Solo en Madrid y hasta 1991, Lorenzo Díaz recopila cerca dos centenares de cafés en su estudio sobre las tabernas, botillerías y cafés madrileños. Algunos de los que todavía existían en esa fecha en la capital de España, y lo mismo sucederá en otras ciudades, pequeñas o grandes, son hoy pasto de la memoria. De vez en cuando reaparecen en novelas que recrean una época. Es el caso del Café Lyon, resucitado en la reciente novela de Elvira Lindo, Lo que me queda por vivir, ambientada en el Madrid de los años 80.

Poner nombre a un café, como a otras cosas, tiene algo de ejercicio poético, de tarea fundacional, de declaración de intenciones. Uno que me gusta mucho, y que no sé si existió alguna vez o quizá exista aún en algún lugar, ha venido a mí desde la literatura, a través de varias escalas en el tiempo y en géneros distintos. ‘Café des exilés’ es el título de un cuento del escritor estadounidense George Washington Cable incluido en su libro Old creole days. Para mí, sin embargo, es el de un libro de poemas de Juan Manuel Bonet. En un volumen de homenaje a su amigo Trapiello, este otro Bonet refiere que su segundo poemario fue “revestido de un traje que ya le había servido al irlandés Padraic Colum, y que Trapiello encontró en una librería de viejo de Nueva York”.

Sea como fuere, ese rótulo, Café des exilés, es nostalgia y melancolía, añoranza y dolor, expatriación y destierro, rabia y soledad, pero quizá también encuentro y esperanza.
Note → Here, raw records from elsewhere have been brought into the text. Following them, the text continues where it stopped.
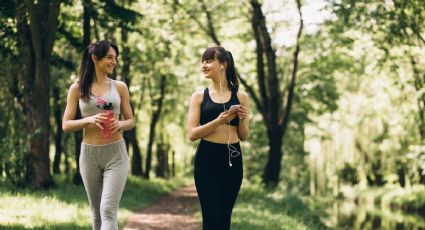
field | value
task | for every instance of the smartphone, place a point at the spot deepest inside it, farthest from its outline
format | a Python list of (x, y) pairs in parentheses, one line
[(234, 108)]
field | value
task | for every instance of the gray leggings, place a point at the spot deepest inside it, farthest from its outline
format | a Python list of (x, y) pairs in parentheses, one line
[(104, 169)]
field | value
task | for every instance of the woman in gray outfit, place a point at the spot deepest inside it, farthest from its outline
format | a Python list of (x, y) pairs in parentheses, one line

Y quién no ha participado alguna vez de esos sentimientos y se ha sentido exiliado. El título de Bonet -a quien según el crítico de arte Enrique Andrés Ruiz le favorece mucho ser un poeta camuflado, “camuflado en la máscara del director de museos, del crítico de arte prestigioso, del hilador en la madeja de los nombres vanguardistas” –es también para mí el recuerdo incómodo de un libro que una vez estuvo en mis manos en una librería en desguace y que no hice mío. Se publicó en la editorial La Veleta con una imagen de Miquel Barceló.

Además de camuflado, Juan Manuel Bonet es un poeta casi clandestino, algo de lo que él también se ha dolido en alguna ocasión. Sus libros de poesía se insertan en catálogos de editoriales que parecen repeler las tiradas de más de tres números, y aun las de dos, y pronto se convierten en botín de codiciosos coleccionistas de rarezas literarias. Aunque ni Abelardo Linares, el hombre del millón de libros, lo tenga a la venta en su renacentista tienda virtual, y sea un esfuerzo inútil el buscar el nombre de Juan Manuel Bonet en los estantes de poesía de las librerías, uno no pierde la esperanza de que el azar alguna vez vuelva a poner en sus manos Café des exilés. Sería como recuperar una vieja amistad al cabo de muchas décadas. Como un encuentro inesperado y feliz en torno a una mesa de café.